In our previous study we identified IL-8 as the single most up-regulated gene in the acute response of gastric epithelial cells exposed to H. pylori in vitro. IL-8 is also up-regulated in the pre-malignant stages of gastric cancer, such as chronic gastritis  and intestinal metaplasia . With IL-8 being currently demonstrated as the single most up-regulated gene in surgically resected GC tumors, the up-regulation of this gene throughout gastric cancer progression may constitute an early and important event in the disease, initiated and maintained by H. pylori infection.

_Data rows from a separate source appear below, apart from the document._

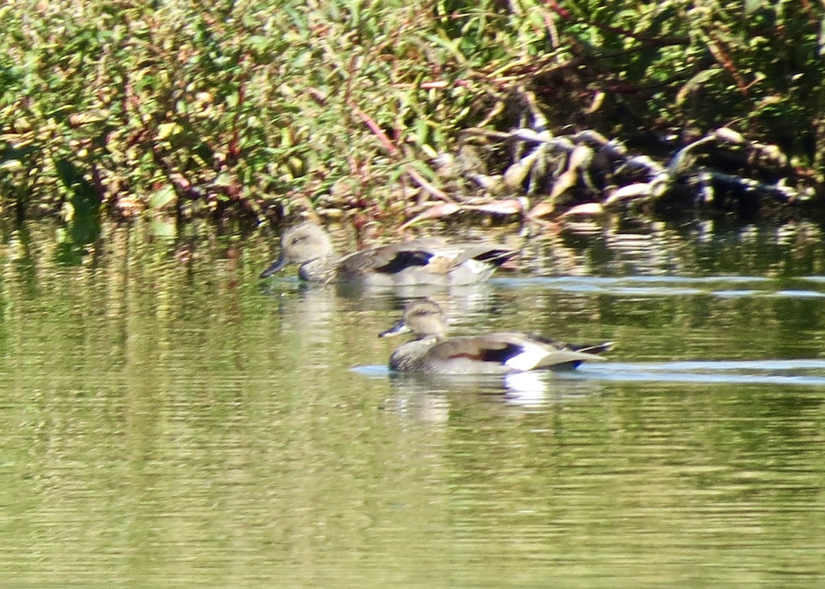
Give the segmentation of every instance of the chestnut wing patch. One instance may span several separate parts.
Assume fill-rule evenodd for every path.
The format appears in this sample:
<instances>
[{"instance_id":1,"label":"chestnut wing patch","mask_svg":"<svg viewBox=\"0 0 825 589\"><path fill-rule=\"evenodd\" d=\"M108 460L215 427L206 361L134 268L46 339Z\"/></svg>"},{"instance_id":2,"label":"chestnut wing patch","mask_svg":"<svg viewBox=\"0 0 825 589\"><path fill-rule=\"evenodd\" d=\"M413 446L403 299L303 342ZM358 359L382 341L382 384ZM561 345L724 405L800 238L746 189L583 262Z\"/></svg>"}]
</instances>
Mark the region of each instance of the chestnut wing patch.
<instances>
[{"instance_id":1,"label":"chestnut wing patch","mask_svg":"<svg viewBox=\"0 0 825 589\"><path fill-rule=\"evenodd\" d=\"M382 274L397 274L413 266L427 266L432 256L431 252L423 250L399 250L388 262L376 266L375 271Z\"/></svg>"}]
</instances>

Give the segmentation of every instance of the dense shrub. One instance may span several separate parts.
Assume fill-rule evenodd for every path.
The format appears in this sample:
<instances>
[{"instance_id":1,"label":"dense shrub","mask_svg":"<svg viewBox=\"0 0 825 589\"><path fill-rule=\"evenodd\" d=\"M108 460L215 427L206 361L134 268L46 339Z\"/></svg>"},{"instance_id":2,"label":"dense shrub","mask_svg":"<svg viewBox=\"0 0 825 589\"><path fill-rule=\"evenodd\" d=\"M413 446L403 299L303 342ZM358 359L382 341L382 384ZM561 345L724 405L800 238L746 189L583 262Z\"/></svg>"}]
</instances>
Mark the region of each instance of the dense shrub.
<instances>
[{"instance_id":1,"label":"dense shrub","mask_svg":"<svg viewBox=\"0 0 825 589\"><path fill-rule=\"evenodd\" d=\"M0 177L18 216L392 214L457 131L655 145L722 125L821 172L825 11L809 0L13 0Z\"/></svg>"}]
</instances>

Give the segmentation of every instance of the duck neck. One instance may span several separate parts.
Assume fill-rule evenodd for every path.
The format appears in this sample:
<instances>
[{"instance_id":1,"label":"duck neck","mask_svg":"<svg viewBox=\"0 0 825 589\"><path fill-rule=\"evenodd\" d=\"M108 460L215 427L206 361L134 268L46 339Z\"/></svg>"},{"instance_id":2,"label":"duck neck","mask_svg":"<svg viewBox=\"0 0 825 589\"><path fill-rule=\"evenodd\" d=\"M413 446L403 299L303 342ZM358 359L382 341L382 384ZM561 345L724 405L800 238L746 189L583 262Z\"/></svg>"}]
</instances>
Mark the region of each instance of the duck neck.
<instances>
[{"instance_id":1,"label":"duck neck","mask_svg":"<svg viewBox=\"0 0 825 589\"><path fill-rule=\"evenodd\" d=\"M335 252L310 260L301 264L298 276L310 282L332 282L335 280L337 260L338 255Z\"/></svg>"}]
</instances>

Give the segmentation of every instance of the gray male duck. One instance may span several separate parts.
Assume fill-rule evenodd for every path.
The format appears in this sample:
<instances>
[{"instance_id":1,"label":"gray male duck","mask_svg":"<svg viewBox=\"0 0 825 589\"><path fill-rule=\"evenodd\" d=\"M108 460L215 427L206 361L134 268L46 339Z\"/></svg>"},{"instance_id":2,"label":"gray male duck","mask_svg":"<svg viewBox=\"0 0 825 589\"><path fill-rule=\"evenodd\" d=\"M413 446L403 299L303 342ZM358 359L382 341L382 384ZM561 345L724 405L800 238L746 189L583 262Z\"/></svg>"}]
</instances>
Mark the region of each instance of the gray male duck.
<instances>
[{"instance_id":1,"label":"gray male duck","mask_svg":"<svg viewBox=\"0 0 825 589\"><path fill-rule=\"evenodd\" d=\"M329 233L320 225L306 222L284 232L280 255L261 277L266 278L289 264L299 264L299 276L310 282L457 286L486 280L516 253L500 245L452 244L441 238L421 238L342 257Z\"/></svg>"},{"instance_id":2,"label":"gray male duck","mask_svg":"<svg viewBox=\"0 0 825 589\"><path fill-rule=\"evenodd\" d=\"M503 375L533 370L575 368L595 354L610 350L611 342L595 346L561 344L524 333L487 333L446 337L447 320L430 299L407 305L398 323L381 337L412 332L415 339L401 344L389 356L389 369L427 375Z\"/></svg>"}]
</instances>

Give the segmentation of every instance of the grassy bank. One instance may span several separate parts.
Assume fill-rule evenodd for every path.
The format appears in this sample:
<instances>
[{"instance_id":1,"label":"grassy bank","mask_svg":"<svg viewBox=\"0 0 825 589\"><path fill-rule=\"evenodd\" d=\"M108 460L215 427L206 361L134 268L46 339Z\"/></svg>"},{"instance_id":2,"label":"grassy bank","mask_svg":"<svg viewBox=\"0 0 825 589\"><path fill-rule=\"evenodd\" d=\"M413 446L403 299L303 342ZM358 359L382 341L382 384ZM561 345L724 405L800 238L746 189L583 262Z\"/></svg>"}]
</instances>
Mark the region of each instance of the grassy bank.
<instances>
[{"instance_id":1,"label":"grassy bank","mask_svg":"<svg viewBox=\"0 0 825 589\"><path fill-rule=\"evenodd\" d=\"M460 130L524 125L524 96L554 131L645 153L728 126L821 183L823 16L812 0L16 0L0 8L2 203L401 219L443 187L432 157Z\"/></svg>"}]
</instances>

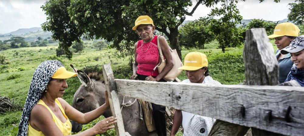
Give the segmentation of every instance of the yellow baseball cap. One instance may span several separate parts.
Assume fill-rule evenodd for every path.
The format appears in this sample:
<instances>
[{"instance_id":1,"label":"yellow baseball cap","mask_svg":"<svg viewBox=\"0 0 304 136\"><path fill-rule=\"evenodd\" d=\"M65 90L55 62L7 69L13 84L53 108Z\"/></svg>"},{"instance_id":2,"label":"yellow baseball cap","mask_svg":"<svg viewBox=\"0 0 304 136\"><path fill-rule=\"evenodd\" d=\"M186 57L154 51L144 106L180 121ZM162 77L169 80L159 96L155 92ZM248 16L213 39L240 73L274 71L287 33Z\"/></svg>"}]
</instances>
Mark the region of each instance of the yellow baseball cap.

The causal relationship between H. pylori colonization of the stomach and GC has been widely accepted . In this study only 2 of the 20 gastric tumors showed active H. pylori infection at the time of surgery, 1 intestinal and 1 diffuse type cancer. While more than 90% of the GC reported in Asian countries are considered attributable to this bacterium , our findings might indicate a lesser role of H. pylori in gastric cancer in a country like Norway. However, GC tissue is frequently H. pylori negative, due to the mucosal atrophy caused by the bacteria itself. While H. pylori colonization drives forward the progression of mucosal atrophy and intestinal metaplasia, this process paradoxically also slowly eradicates the same bacteria from the gastric mucosa which causes a decrease in active inflammation .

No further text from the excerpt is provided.